If you've heard of Linux, which I imagine most people have, and you don't work for Microsoft, you probably have the impression that it's the best thing since sliced bread (a fairly low standard I should add, since sliced bread is no match for the real thing). People are falling over themselves to extol the benefits of community software development. But there are several issues that are clearly problematic.
1) Even software that is not in the "long tail" (e.g. Linux, Firefox) has components that are: dmraid, the module that supports fakeRAID seems currently to have only one developer, Heinz Mauelshagen (who is also responsible for LVM2), and in 6+ years since its launch is still a release candidate, not a stable production version. LVM2 is used in the default partitioning scheme in Enterprise Linux (including Rad Hat, CentOS, Scientific Linux)so Mauelshagen's time must be in great demand for LVM2 issues which perhaps explains the slow progress on dmraid?

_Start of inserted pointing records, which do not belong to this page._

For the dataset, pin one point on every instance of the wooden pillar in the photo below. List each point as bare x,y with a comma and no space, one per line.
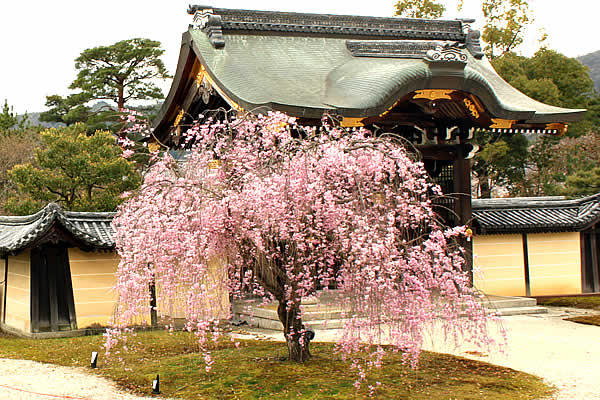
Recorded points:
594,260
462,192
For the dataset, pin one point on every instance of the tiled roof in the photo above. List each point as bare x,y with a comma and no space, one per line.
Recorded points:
535,214
91,229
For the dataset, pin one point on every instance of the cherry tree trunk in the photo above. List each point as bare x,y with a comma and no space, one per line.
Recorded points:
294,331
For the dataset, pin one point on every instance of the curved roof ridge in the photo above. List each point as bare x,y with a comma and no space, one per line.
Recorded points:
19,232
517,215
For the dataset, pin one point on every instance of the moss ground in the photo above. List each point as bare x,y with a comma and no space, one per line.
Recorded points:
256,371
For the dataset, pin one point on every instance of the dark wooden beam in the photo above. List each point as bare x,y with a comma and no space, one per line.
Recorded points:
463,210
526,265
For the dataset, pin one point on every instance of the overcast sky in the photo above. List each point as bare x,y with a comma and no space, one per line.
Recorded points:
40,39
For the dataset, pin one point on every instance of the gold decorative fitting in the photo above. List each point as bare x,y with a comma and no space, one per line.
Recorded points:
214,164
179,117
498,123
433,94
472,108
383,114
351,122
561,129
153,147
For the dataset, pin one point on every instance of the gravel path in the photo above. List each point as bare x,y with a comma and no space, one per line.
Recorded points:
30,380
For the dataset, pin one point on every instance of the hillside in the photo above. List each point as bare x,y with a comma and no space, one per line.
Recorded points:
592,61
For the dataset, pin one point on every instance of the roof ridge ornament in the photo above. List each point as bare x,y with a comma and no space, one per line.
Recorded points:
472,37
447,54
206,20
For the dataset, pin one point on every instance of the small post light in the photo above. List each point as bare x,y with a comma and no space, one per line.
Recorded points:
156,385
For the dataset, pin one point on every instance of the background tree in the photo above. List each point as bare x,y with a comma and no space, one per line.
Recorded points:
501,162
121,72
503,25
10,120
16,147
83,173
68,110
566,167
126,70
419,9
289,216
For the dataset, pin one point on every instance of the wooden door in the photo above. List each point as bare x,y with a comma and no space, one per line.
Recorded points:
52,305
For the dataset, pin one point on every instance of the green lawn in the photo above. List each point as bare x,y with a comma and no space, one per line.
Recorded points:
256,371
590,302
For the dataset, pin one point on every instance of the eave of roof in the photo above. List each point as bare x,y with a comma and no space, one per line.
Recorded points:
308,64
545,214
93,230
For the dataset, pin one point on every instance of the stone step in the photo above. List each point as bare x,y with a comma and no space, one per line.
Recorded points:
505,312
316,313
509,302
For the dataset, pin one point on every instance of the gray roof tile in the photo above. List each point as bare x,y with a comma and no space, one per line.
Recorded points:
530,214
92,229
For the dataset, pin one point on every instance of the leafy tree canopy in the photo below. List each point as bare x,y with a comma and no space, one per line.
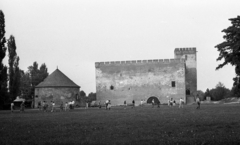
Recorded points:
229,50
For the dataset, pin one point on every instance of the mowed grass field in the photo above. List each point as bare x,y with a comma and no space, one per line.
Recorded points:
212,124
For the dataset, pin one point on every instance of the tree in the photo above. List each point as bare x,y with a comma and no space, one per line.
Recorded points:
229,50
25,85
14,71
3,68
82,94
219,92
92,97
36,75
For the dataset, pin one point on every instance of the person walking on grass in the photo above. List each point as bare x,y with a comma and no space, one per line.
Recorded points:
99,105
66,105
53,106
133,103
109,105
152,103
106,104
12,107
22,106
61,106
198,103
125,104
181,101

2) There is the leading edge (such as Fedora 13 at the time of writing) and other 'experimental / testing' distributions, and the trailing edge (enterprise systems). The former have great hardware support, but can be flaky since the interdependence have not been debugged. The latter seem to lack breadth of hardware support - my 1920x1080 VGA /1680x1050 DVI dual displays on and old ATI Raden card were unsupported by the community developed drivers in CentOS and Scientific Linux. Using the ATI propriety driver helped a bit but there were all sorts of unexpected interactions between the community developed interface and the configuration file (xorg.conf) and the ATI supplied interface; neither write the file in a way the other understood and often the result was to completely confuse Xorg which then wouldn't start.
So my plan to avoid the problems of only partially debugged software (Ubuntu 10.04) ran up against a lack of functionality in CentOS and Scientific Lunix.
Why a conspiracy? Partly it's the frustration talking. But perhaps this is a situation that the key users and recommenders (who are in many cases also the authors) of Linux like; it makes their jobs safe. If they convince the organization for which they work to use community software, which is often not completely up to the task out of the box, their role in supporting IT becomes more pivotal, their jobs safer and their salaries higher.
Of course they won't see it that way - they probably believe they are providing an invaluable service to the organizations for which they work by managing a computing infrastructure that doesn't involve costly licensing fees. Their own time is seldom something they add into the cost-benefit analysis, since (they need to assume) this is a given, a fixed cost that is a wash whatever OS is selected.
Of course, nothing is perfect and MVS had bugs too. But I wonder how many of the large (or small) retail banks run their transaction processing systems on Linux?